Açıklamanın tamamı ise şu şekildeydi: “PKK; tarihin en yoğun şiddet yüzyılı olan 20. asrı, iki dünya savaşı, reel-sosyalizm ve dünya genelinde yaşanan soğuk savaş ortamları, Kürt realitesinin inkarı, başta ifade olmak üzere özgürlükler konusunda yasaklardan kaynaklı oluşan zeminde doğmuştur.
Teori, program, strateji ve taktik olarak yüzyılın reel-sosyalist sistem gerçeğinin ağır etkisinde kalmıştır. 1990’larda reel-sosyalizmin iç nedenlerle çöküşü ve ülkede kimlik inkarının çözülüşü, ifade özgürlüğünde sağlanan gelişmeler, PKK’nin anlam yoksunluğuna ve aşırı tekrara yol açmıştır. Dolayısıyla ömrünü benzerleri gibi tamamlamış ve feshini gerekli kılmıştır.
Kürt-Türk ilişkileri; 1000 yılı aşan tarihler boyunca Türkler ve Kürtler, varlıklarını sürdürmek ve hegemonik güçlere karşı ayakta kalmak için gönüllülük yönü ağır basan, hep bir ittifak içinde kalmayı zorunlu görmüşlerdir. Kapitalist modernitenin son 200 yılı, bu ittifakı parçalamayı esas gaye edinmiştir.
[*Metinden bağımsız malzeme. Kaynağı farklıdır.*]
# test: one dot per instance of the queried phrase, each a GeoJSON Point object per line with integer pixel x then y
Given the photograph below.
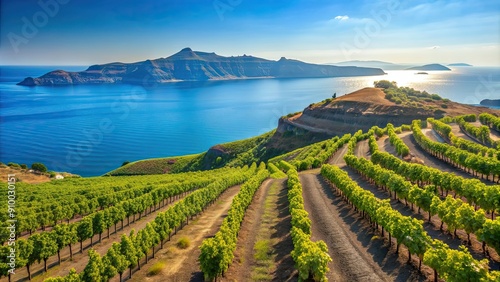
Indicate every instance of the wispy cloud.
{"type": "Point", "coordinates": [342, 18]}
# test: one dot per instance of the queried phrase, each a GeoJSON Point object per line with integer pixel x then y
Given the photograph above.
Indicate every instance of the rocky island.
{"type": "Point", "coordinates": [189, 65]}
{"type": "Point", "coordinates": [430, 67]}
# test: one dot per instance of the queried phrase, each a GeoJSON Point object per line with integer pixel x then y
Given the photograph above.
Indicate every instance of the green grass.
{"type": "Point", "coordinates": [156, 268]}
{"type": "Point", "coordinates": [263, 248]}
{"type": "Point", "coordinates": [159, 166]}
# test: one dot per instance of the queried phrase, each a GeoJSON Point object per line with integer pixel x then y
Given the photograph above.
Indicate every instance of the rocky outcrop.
{"type": "Point", "coordinates": [188, 65]}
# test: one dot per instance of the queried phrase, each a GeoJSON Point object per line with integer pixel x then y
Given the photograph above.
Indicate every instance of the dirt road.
{"type": "Point", "coordinates": [269, 209]}
{"type": "Point", "coordinates": [356, 255]}
{"type": "Point", "coordinates": [182, 264]}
Etkilenen güçler, sınıf temelleriyle birlikte buna hizmeti esas bellemişlerdir. Cumhuriyetin tek tipçi yorumlarıyla birlikte bu süreç hızlanmıştır. Günümüzde çok kırılgan hâl alan tarihsel ilişkiyi, kardeşlik ruhu içinde inançları da göz ardı etmeden yeniden düzenlemek esas görevdir. Demokratik toplum ihtiyacı kaçınılmazdır. Cumhuriyet tarihinin en uzun ve kapsamlı isyan ve şiddet hareketi olan PKK’nin; güç ve taban bulması, demokratik siyaset kanallarının kapalı olmasından kaynaklanmıştır.
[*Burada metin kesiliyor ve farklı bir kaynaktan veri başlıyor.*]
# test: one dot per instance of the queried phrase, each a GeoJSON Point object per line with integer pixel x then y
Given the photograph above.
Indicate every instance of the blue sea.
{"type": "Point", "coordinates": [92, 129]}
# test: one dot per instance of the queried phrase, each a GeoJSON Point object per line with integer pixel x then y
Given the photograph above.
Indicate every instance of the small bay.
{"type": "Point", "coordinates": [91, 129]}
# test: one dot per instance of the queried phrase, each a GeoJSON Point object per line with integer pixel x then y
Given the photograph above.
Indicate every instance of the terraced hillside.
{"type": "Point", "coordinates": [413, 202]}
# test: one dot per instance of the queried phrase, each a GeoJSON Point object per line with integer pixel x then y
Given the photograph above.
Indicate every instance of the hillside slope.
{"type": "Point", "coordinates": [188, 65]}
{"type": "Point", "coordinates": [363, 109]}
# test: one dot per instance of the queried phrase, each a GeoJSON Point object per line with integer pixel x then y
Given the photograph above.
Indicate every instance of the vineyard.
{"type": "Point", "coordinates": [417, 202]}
Aşırı milliyetçi savruluşunun zorunlu sonucu olan; ayrı ulus-devlet, federasyon, idari özerklik ve kültüralist çözümler, tarihsel toplum sosyolojisine cevap olamamaktadır. Kimliklere saygı, kendilerini özgürce ifade edip, demokratik anlamda örgütlenmeleri, her kesimin kendilerine esas aldıkları sosyo-ekonomik ve siyasal yapılanmaları ancak demokratik toplum ve siyasal alanın mevcudiyetiyle mümkündür. Cumhuriyetin ikinci yüzyılı ancak demokrasiyle taçlandırıldığında kalıcı ve kardeşçe bir sürekliliğe sahip olabilecektir. Sistem arayışları ve gerçekleştirmeler için demokrasi dışı bir yol yoktur. Olamaz. Demokratik uzlaşma temel yöntemdir.
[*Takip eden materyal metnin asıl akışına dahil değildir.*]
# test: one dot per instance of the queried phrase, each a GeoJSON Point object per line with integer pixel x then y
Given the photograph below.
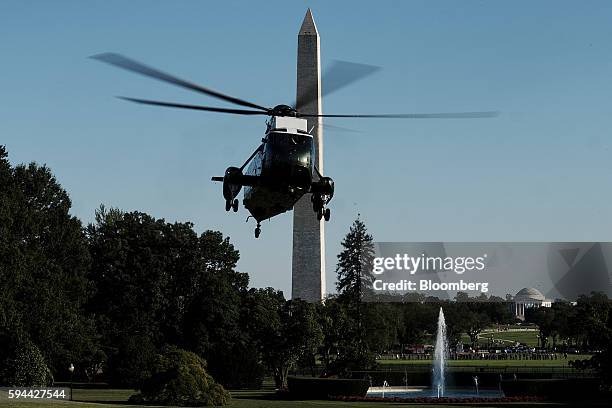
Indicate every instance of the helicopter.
{"type": "Point", "coordinates": [281, 170]}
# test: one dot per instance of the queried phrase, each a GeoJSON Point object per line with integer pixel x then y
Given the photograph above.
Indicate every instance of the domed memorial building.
{"type": "Point", "coordinates": [527, 298]}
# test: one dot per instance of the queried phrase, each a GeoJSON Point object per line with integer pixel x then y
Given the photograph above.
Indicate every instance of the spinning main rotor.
{"type": "Point", "coordinates": [338, 76]}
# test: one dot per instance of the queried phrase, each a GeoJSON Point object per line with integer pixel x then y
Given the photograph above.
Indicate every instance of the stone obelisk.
{"type": "Point", "coordinates": [308, 262]}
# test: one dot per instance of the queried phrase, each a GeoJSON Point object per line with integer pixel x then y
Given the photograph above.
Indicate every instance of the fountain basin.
{"type": "Point", "coordinates": [427, 392]}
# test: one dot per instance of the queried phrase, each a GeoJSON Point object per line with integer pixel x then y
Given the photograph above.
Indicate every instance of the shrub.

Barış ve demokratik toplum döneminin dili de gerçekliğe uygun geliştirilmek durumundadır. Sayın Devlet Bahçeli’nin yaptığı çağrı, Sayın Cumhurbaşkanın ortaya koyduğu iradeyle diğer siyasi partilerin malum çağrıya dönük olumlu yaklaşımlarıyla oluşan bu iklimde silah bırakma çağrısında bulunuyor ve bu çağrının tarihi sorumluluğunu üstleniyorum.
Varlığı zorla sona erdirilmemiş her çağdaş cemiyet ve partinin gönüllü olarak yapacağı gibi devlet ve toplumla bütünleşme için kongrenizi toplayın ve karar alın; tüm gruplar silah bırakmalı ve PKK kendini feshetmelidir. Ortak yaşama inanan ve çağrıma kulak veren tüm kesimlere selamlarımı iletirim.”
Bahçeli’nin çağrısı
MHP Genel Başkanı Devlet Bahçeli, “Şayet terörist başının tecridi kaldırılırsa gelsin TBMM’de DEM Parti grup toplantısında konuşsun” diyerek, İmralı Cezaevi’nde bulunan PKK lideri Öcalan’a çağrıda bulunmuştu.
“Terörün tamamen bittiğini ve örgütün lağvedildiğini haykırsın,” diyen Bahçeli, “Umut hakkının kullanımıyla ilgili yasal düzenlemenin yapılması ve bundan yararlanmasının önü de ardına kadar açılsın” sözlerini dile getirmişti.
“Terörsüz bir siyaset” için sorumluluk almaya hazır olduklarını belirten Bahçeli sözlerine şöyle devam etti:
“Herkes ittifak halindeyse değil elimizi, gövdemizi taşın altına koymaya hazırız. Ne Kandil, ne de Edirne; adres İmralı’dan DEM’e uzansın, bu ağır ve tarihi terör sorunu ülke gündeminden tamamen çıkarılsın.”
Bahçeli, “Milletimizin ayak bağların kalıcı olarak çözmenin kim bilir belki de ilk adımını atmış olacağım,” da demişti.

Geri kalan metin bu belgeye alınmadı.